Bengkulu – Menindaklanjuti hasil razia Pekerja Seks Komersial (PSK) yang berpraktik di sejumlah kos-kosan, Camat Ratu Agung, Subhan Gusti Hendri, menginstruksikan seluruh lurah di wilayahnya untuk memperketat pengawasan.
“Perintah pak wali kota sudah sangat jelas, kita ingin menekan angka penyebaran HIV di kota ini,” ujar Subhan, Selasa (17/2).
Sebagai pimpinan wilayah, Subhan menegaskan tidak ingin praktik prostitusi terjadi di Kecamatan Ratu Agung. Diketahui, di kecamatan tersebut terdapat delapan kelurahan dengan sekitar 500 kamar kos di setiap kelurahan. Banyaknya kos-kosan dipengaruhi letaknya yang strategis di tengah kota, dekat perkantoran, sekolah, dan kampus.
Temuan di salah satu kos di Kelurahan Kebun Beler beberapa waktu lalu membuka fakta bahwa praktik prostitusi terselubung sudah sangat dekat dengan lingkungan masyarakat. Transaksi dilakukan secara daring melalui aplikasi kencan sehingga nyaris tidak terdeteksi secara langsung.

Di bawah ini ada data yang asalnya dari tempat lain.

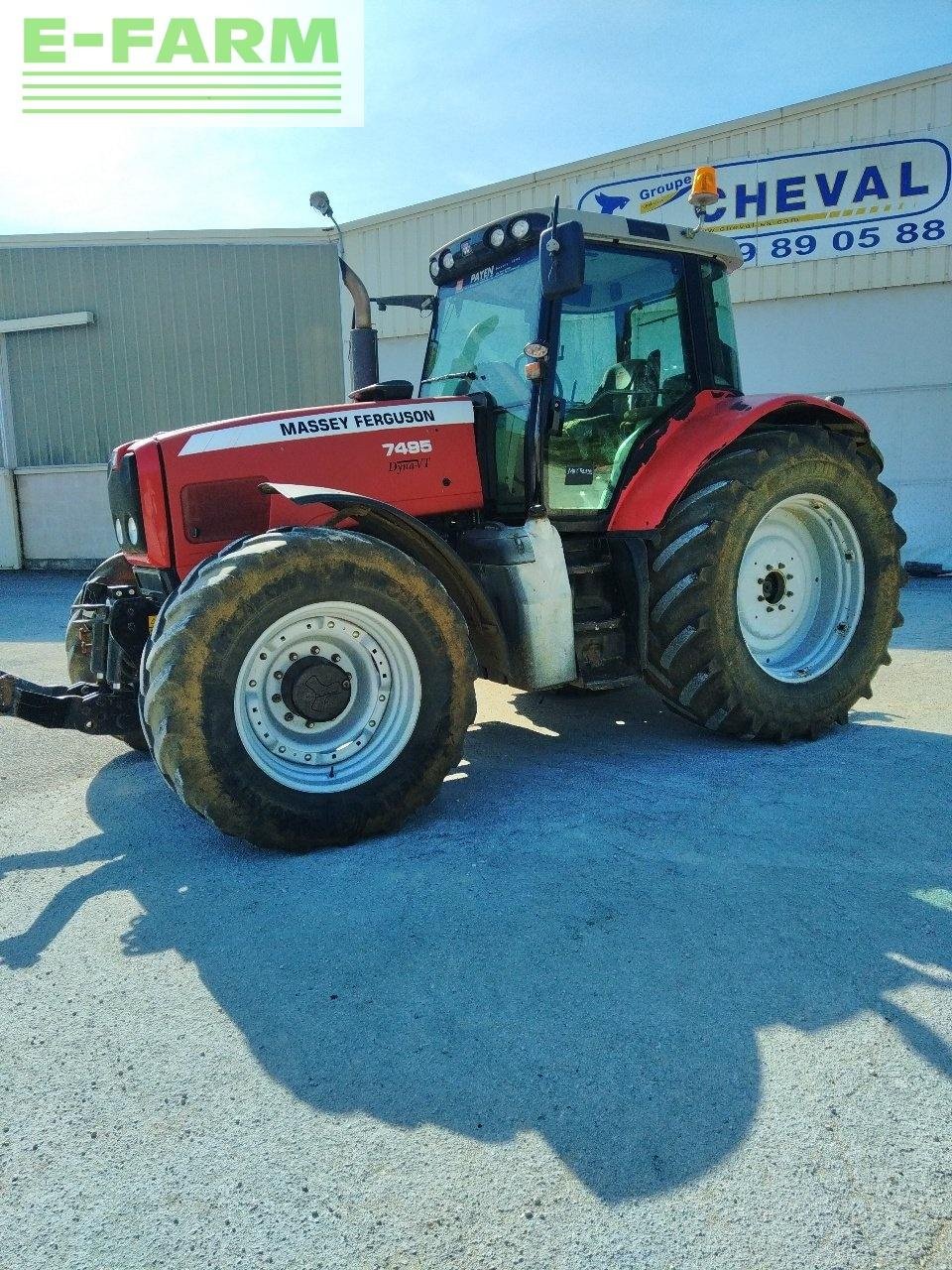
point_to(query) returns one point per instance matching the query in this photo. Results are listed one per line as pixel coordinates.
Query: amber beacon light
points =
(703, 190)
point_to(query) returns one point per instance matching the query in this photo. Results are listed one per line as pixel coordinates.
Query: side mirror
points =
(561, 257)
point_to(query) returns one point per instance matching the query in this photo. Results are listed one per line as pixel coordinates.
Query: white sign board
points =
(887, 195)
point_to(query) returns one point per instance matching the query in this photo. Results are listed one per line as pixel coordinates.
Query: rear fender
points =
(412, 536)
(669, 458)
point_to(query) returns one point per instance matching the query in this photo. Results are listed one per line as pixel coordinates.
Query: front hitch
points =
(82, 706)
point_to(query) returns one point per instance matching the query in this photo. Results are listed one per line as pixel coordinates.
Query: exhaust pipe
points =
(365, 361)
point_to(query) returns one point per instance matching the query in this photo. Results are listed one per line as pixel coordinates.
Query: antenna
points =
(321, 204)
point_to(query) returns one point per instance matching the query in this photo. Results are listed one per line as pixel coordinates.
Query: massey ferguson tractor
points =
(580, 493)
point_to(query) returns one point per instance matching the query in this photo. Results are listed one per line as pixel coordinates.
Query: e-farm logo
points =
(295, 67)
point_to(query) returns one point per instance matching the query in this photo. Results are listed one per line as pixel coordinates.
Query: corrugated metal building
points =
(117, 335)
(193, 326)
(871, 324)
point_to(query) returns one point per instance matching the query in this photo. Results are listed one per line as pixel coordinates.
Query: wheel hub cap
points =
(800, 588)
(316, 689)
(327, 697)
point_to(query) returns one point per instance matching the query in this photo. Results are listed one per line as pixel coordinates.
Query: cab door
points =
(625, 358)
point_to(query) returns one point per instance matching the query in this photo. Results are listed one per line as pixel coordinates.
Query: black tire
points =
(698, 659)
(114, 572)
(195, 653)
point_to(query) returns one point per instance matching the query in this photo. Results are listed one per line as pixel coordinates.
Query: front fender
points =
(412, 536)
(669, 458)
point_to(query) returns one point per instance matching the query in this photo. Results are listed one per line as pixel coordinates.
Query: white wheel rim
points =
(800, 588)
(375, 724)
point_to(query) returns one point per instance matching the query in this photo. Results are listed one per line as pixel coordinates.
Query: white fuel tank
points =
(524, 571)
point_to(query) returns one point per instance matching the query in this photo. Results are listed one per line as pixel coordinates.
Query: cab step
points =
(599, 624)
(607, 684)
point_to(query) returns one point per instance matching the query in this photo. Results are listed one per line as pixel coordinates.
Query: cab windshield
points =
(481, 326)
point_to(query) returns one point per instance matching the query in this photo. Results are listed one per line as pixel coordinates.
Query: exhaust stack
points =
(365, 362)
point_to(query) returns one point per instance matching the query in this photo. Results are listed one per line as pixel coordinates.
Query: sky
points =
(462, 94)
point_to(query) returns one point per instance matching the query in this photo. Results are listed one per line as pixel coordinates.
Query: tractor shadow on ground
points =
(580, 940)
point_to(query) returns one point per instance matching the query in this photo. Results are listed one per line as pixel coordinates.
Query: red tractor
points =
(580, 494)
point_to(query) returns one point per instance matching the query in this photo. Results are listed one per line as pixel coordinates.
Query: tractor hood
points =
(200, 486)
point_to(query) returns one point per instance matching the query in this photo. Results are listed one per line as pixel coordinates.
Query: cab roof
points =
(474, 248)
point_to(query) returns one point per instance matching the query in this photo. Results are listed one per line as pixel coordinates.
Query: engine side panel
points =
(419, 456)
(670, 460)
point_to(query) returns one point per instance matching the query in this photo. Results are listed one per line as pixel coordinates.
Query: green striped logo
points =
(194, 66)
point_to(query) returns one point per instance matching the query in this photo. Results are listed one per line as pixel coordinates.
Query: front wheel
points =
(774, 585)
(307, 688)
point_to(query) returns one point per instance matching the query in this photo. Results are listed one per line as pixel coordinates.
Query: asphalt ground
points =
(625, 996)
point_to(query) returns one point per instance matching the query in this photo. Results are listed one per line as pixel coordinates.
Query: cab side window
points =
(622, 362)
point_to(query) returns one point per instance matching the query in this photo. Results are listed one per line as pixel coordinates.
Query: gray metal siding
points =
(184, 333)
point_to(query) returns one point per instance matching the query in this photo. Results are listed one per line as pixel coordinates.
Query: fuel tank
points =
(199, 488)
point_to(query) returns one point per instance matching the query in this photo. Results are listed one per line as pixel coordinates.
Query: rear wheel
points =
(774, 585)
(114, 572)
(308, 688)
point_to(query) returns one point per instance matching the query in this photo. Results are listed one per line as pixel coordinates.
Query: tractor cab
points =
(580, 368)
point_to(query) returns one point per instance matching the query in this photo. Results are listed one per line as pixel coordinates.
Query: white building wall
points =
(876, 327)
(835, 344)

“Saya sudah instruksikan kepada lurah untuk mendata kembali usaha kos-kosan, pemilik, dan penghuninya. Ketua RT dan RW juga kita libatkan. Jangan sampai ketika ditanya soal kegiatan warganya malah tidak tahu. Kita harus lebih peka. Jika ada pelanggaran, seperti kos yang tidak sesuai peruntukannya, akan kita beri sanksi,” tegasnya.

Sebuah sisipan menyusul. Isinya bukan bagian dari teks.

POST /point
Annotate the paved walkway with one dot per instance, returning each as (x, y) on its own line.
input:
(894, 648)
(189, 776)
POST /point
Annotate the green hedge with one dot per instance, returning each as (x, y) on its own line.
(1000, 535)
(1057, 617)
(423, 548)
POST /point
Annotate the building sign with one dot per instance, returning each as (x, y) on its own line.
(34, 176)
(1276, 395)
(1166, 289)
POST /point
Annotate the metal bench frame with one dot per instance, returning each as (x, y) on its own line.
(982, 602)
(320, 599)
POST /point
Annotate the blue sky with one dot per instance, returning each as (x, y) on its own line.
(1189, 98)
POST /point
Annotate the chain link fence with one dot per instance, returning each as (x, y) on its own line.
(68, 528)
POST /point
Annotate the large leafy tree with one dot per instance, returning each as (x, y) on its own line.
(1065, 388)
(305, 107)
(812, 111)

Dalam pelaksanaannya, pihak kecamatan juga akan melibatkan aparat keamanan dan tokoh masyarakat, seperti Babinsa, Bhabinkamtibmas, imam masjid, serta tokoh masyarakat lainnya.
Langkah ini diambil setelah tim gabungan Pemerintah Kota Bengkulu menemukan adanya praktik prostitusi terselubung melalui aplikasi kencan yang menggunakan kos-kosan sebagai lokasi praktik. Razia tersebut awalnya bertujuan melakukan skrining HIV terhadap warga yang dinilai rentan dan berpotensi terpapar.
Dalam razia itu, petugas mengamankan beberapa perempuan, di antaranya berusia 17 dan 19 tahun. Seorang wanita lain di kamar berbeda sempat menolak mengikuti tes HIV dengan alasan bukan PSK, sementara dua perempuan lainnya ditemukan berada di dalam kamar bersama pasangan masing-masing.
Saat tes HIV berlangsung, Dedy Wahyudi tiba di lokasi dan menemui langsung para penghuni kos. Ia menanyakan identitas serta alasan mereka terlibat dalam praktik tersebut. Salah satu perempuan mengaku berasal dari Bengkulu Tengah, sementara lainnya berdomisili di kawasan Hibrida sesuai KTP.
Wali Kota juga menegur Ketua RT setempat yang dinilai kurang peduli terhadap kondisi lingkungan. Menurut Dedy, tes HIV dilakukan karena terjadi peningkatan jumlah penderita HIV di Kota Bengkulu, sehingga diperlukan langkah pencegahan yang lebih serius dan terstruktur.